The Investigative Committee of Russian Ministry of the Interior instituted criminal proceedings against Alexander Stepanov, the owner of Energomash Corporation and former bankruptcy Referee of Atommash OJSC. Stepanov is charged with fraud with a commercial loan issued by Sberbank in the amount of 12.7 billion rubles (nearly US$413 million). Criminal prosecution against Alexander Stepanov was triggered by a personal Statement from German Gref, the CEO & President of Sberbank. After the investigation, the case was transferred to a Presnensky court of Moscow (Case No.1-149 / 2012, art.30 p. 3, art.159 p. 4 of the Criminal Code of Russia – large-scale fraud and attempted crime). Charges in fraudulent bankruptcy of Atommash OJSC, however, were not brought in this criminal case.

As Alexander Stepanov told his defense attorneys, his arrest (which took place on 01.02.2011) was preceded by several business meetings with representatives of Sberbank. Each meeting was accompanied by extortion and threats to have Stepanov arrested if he does not fulfill the requests of the extortionists within a month. Stepanov claims that representatives of Sberbank and German Gref personally demanded 100 million U.S. dollars in cash and a 75% share in the Energomash holding, in exchange for cessation of persecution. On top of that, says Stepanov, he was expected to "donate" several assets to Sergey Kiriyenko – the Head of State Corporation "Rosatom" – personally. The above gave Stepanov a reason to announce that the loan issued by Sberbank to Energomash Group was, in fact, a cunning attempt to obtain the unparalleled industrial facilities of Atommash OJSC by arresting his property, the market value of which is several times greater than the commercial loan he took from Sberbank.

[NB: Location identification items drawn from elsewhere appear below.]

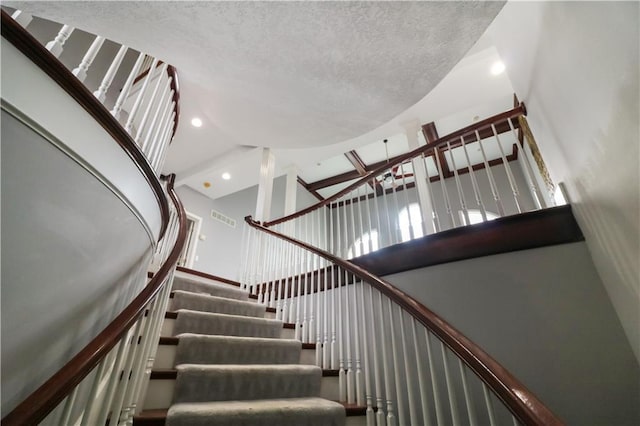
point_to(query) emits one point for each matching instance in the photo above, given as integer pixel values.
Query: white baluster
(453, 404)
(380, 415)
(474, 182)
(471, 413)
(22, 18)
(56, 46)
(143, 91)
(124, 93)
(81, 70)
(507, 168)
(492, 182)
(426, 415)
(101, 93)
(154, 94)
(489, 405)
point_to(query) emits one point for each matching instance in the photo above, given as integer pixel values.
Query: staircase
(223, 359)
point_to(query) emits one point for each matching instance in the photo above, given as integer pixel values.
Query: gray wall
(545, 315)
(576, 65)
(389, 208)
(220, 252)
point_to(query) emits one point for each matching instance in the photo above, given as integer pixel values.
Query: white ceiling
(285, 75)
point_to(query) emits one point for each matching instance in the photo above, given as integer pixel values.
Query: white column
(420, 175)
(265, 186)
(291, 190)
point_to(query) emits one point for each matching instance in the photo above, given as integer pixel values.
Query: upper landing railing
(146, 102)
(478, 173)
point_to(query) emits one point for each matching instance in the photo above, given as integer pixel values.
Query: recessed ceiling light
(497, 68)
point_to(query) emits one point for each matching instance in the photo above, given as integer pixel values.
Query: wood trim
(47, 397)
(524, 405)
(50, 65)
(312, 191)
(208, 276)
(452, 137)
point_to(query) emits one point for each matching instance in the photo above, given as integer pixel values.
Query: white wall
(575, 64)
(220, 252)
(544, 315)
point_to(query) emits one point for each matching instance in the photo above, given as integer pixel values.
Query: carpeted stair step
(162, 386)
(201, 383)
(281, 412)
(189, 321)
(250, 350)
(202, 286)
(221, 305)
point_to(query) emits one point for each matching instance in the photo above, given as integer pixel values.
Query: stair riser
(166, 355)
(168, 330)
(160, 392)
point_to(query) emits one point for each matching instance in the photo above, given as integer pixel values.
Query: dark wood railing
(47, 397)
(453, 139)
(523, 404)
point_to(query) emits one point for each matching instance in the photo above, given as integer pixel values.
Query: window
(364, 245)
(475, 216)
(410, 222)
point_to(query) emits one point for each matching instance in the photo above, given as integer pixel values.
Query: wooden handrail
(523, 404)
(43, 400)
(452, 137)
(43, 59)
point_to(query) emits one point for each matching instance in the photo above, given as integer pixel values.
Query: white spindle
(471, 413)
(56, 46)
(492, 182)
(140, 98)
(396, 366)
(101, 93)
(453, 403)
(489, 405)
(380, 416)
(81, 70)
(445, 193)
(507, 168)
(22, 18)
(426, 414)
(124, 93)
(154, 94)
(474, 182)
(461, 197)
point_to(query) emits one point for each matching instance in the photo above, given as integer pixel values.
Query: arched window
(475, 216)
(364, 245)
(410, 222)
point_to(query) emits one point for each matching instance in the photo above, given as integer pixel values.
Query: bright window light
(497, 68)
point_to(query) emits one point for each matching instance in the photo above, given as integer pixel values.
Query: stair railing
(393, 355)
(148, 107)
(399, 200)
(107, 378)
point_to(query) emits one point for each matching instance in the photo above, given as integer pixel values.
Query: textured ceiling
(292, 74)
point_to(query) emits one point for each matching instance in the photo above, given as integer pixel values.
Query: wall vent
(222, 218)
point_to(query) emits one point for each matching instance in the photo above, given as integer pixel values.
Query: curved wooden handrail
(42, 401)
(43, 59)
(451, 137)
(521, 402)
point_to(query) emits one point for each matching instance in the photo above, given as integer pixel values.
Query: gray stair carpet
(223, 324)
(221, 305)
(200, 383)
(233, 368)
(213, 289)
(203, 349)
(272, 412)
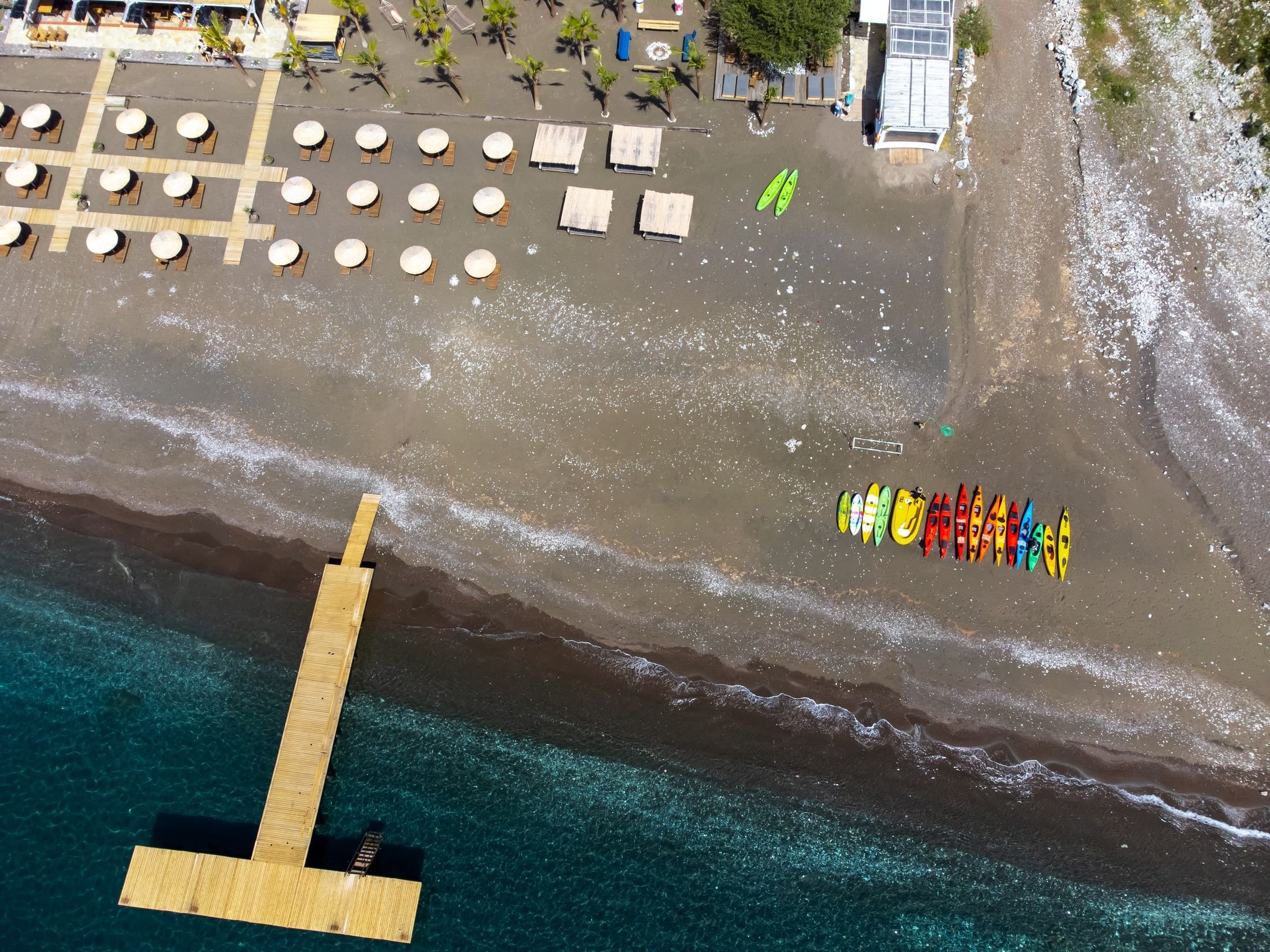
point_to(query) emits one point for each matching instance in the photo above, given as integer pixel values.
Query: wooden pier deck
(275, 886)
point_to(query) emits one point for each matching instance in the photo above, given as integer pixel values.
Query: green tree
(661, 87)
(605, 79)
(371, 60)
(535, 68)
(578, 29)
(216, 39)
(974, 31)
(428, 16)
(500, 17)
(784, 32)
(356, 10)
(443, 61)
(697, 61)
(295, 59)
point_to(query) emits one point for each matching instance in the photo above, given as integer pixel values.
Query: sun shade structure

At the official proposal of State Corporation for Nuclear Energy "Rosatom" regarding restoration of the status quo of Atommash OJSC through the implementation of Project-A, YACONTO LLC has sent two Statements to the Federal Agency for State Property Management ("Rosimuschestvo") (out. No.120614-A01 from 14.06.2012 and No.120702-A01 from 02.07.2012). In particular, the said Statements imply that the implementation of Project-A will restore the status quo of Atommash OJSC and bring back 30% of its shares to the State, ensure payment of all its debts to third parties and oblige the guilty party to compensate for the inflicted damage. The State will accumulate the controlling stake in Atommash OJSC by exchanging the 28.5% interest owned by YACONTO LLC for property agreed with investors and partners. The interest accumulated by the State in Atommash OJSC and other assets, obtained as compensation for the damage dealt to Atommash, may be transferred to an appropriate trust authorized by the State to carry out the development of nuclear engineering and to implement socio-economic programs in Russia and abroad. As per the Statements, the implementation of "Project-A" will correspond to the interests of nearly all opposing parties, through settlement of conflicts, disputes, claims, by means of a know-how framework.

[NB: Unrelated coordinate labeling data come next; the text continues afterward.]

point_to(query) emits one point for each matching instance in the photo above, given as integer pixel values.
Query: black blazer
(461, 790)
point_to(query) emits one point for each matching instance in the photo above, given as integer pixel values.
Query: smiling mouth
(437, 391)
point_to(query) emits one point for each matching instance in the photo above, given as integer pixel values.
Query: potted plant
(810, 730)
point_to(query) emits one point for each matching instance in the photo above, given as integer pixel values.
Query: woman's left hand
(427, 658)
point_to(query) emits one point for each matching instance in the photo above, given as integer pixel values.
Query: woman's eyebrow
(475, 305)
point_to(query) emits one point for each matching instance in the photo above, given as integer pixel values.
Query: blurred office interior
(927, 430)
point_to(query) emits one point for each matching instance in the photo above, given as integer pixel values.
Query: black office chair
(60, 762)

YACONTO LLC appealed to Russian President Vladimir Putin with a Statement (out. No.120815-А01 of 15.08.2012), openly published on www.yaconto.com. The grounds for addressing the Guarantor of Constitution of Russia were set by replies sent by Rosimuschestvo (out. No.DP-13/26669 of 13.07.2012 and out. No.13/30986 of 03.08.2012), in response to Statements of YACONTO LLC (out. No.120614-A01 of 14.06.2012 and out. No.120702-A01 of 02.07.2012) regarding restoration of the status-quo of Atommash OJSC through the implementation of Project-A. The reply received from the North Caucasian Federal District Headquarters of the Investigative Committee of Russia (out. No.301/23-4686-12 of 05.09.2012), which speak of inspections of the premeditated bankruptcy of Atommash OJSC carried out by the branches of the Russian Ministry of Interior and General Prosecutor's Office in Rostov region, prompted YACONTO LLC to address Vladimir Putin with a Complaint (out. No.120924-А01 of 24.09.2012). Disappearance of YACONTO LLC's Statement (out. No.120815-А01 of 15.08.2012), addressed to Russian President Vladimir Putin personally, from the Presidential Administration of Russia, and the 3 (three) letters from federal authorities, became a reason for YACONTO LLC to appeal to the Russian President once again (out. No.121009-A01 of 09.10.2012) with extended information about the activity of corrupt officials, involved in the bankruptcy of Atommash OJSC.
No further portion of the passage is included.